Monday, April 20, 2009

Day One Hundred and Ten: Falling Squirrel

As I was lying in the hammock looking up through the trees this warm spring afternoon, a playful squirrel decided to perform some high-wire acrobatics above my head. And it got me to remembering....

...back to my sophomore year of college, when a ragtag group of musicians (rounded up by yours truly) squeezed into a kitchenette-sized dorm room with their trumpets, trombones, saxophones, drumsticks, keyboard and bass with one goal in mind: Winning the KU Student Union Activities-sponsored citywide talent competition.

The song to be played was Harry Connick Jr.'s "Whisper Your Name," a funk piece well-suited for piano, bass, drums and a brass back-up band (I never leave home without one).

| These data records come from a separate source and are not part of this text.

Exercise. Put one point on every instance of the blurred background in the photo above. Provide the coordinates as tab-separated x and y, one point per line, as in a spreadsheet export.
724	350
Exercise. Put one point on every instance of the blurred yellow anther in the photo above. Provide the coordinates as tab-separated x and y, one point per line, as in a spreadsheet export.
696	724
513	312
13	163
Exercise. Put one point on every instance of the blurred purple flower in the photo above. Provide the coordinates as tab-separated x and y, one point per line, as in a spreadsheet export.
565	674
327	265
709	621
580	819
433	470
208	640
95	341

By my sophomore year I had become quite comfortable arranging music for brass and woodwinds, and I was no stranger to performing live - mostly in the dorm's living room. But this competition wasn't in any living room - it was center stage at KU's main performing arts hall, the Lied Center.

But this entry isn't about the talent competition - it's about the band.

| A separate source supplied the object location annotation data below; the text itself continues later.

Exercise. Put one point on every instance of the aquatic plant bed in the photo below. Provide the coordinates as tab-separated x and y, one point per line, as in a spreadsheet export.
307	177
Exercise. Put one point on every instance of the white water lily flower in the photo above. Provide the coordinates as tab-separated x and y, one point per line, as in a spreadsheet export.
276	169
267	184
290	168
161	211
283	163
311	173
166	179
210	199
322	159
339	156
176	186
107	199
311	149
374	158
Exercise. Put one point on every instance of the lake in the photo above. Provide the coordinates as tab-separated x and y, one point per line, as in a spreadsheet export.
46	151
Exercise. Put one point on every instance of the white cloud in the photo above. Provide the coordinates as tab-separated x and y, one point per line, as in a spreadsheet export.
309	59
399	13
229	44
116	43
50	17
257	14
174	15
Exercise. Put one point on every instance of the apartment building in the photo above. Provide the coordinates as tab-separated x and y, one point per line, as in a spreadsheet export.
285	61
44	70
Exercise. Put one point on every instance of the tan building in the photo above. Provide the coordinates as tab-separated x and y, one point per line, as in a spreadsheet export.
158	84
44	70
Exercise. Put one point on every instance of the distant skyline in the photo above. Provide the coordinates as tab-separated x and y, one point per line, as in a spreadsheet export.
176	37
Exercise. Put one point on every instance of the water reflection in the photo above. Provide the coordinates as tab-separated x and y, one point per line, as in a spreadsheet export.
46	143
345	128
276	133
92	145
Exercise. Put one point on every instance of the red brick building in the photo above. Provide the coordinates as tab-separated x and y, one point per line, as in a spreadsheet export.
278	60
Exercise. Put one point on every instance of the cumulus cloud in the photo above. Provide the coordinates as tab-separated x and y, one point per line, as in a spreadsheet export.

You see, this ragtag bunch only spent about 20 minutes actually practicing the piece that day in the crowded dorm room. The rest of the time was devoted to a task far more arduous than rehearsing.

We needed a band name.

We racked our brains trying to come up with names that showed off our creativity and our style. One by one names like "7th Sense" and "Pete Haack and the Cigarettes" (because cigarettes make you "hack" - I did not come up with this one) were shot down.

Finally we came to the realization that all of the current popular bands had names that were nothing more than random combinations of adjectives and nouns - groups like Blind Melon, Pearl Jam, Counting Crows (or is "counting" a verb there?) - and so we decided to randomly spew out adjective-noun combinations until somebody said something we all liked.

And that is how the group "Falling Squirrel" acquired its name.

If you've never heard of Falling Squirrel, don't feel bad. We had one performance, the KU-SUA talent show.

Maybe if we had won, things would have been different.

Maybe we would have stuck together.
Maybe we would have gone on to win bigger and better competitions.
Maybe we would have signed a record deal, gone on tour, become famous...

As it is, we did not win.

We finished in second place, behind an 8-year-old tap dancer who choreographed her own routine.

We did get a prize for our second-place finish: forty dollars.

It covered the cost of renting the piano on stage.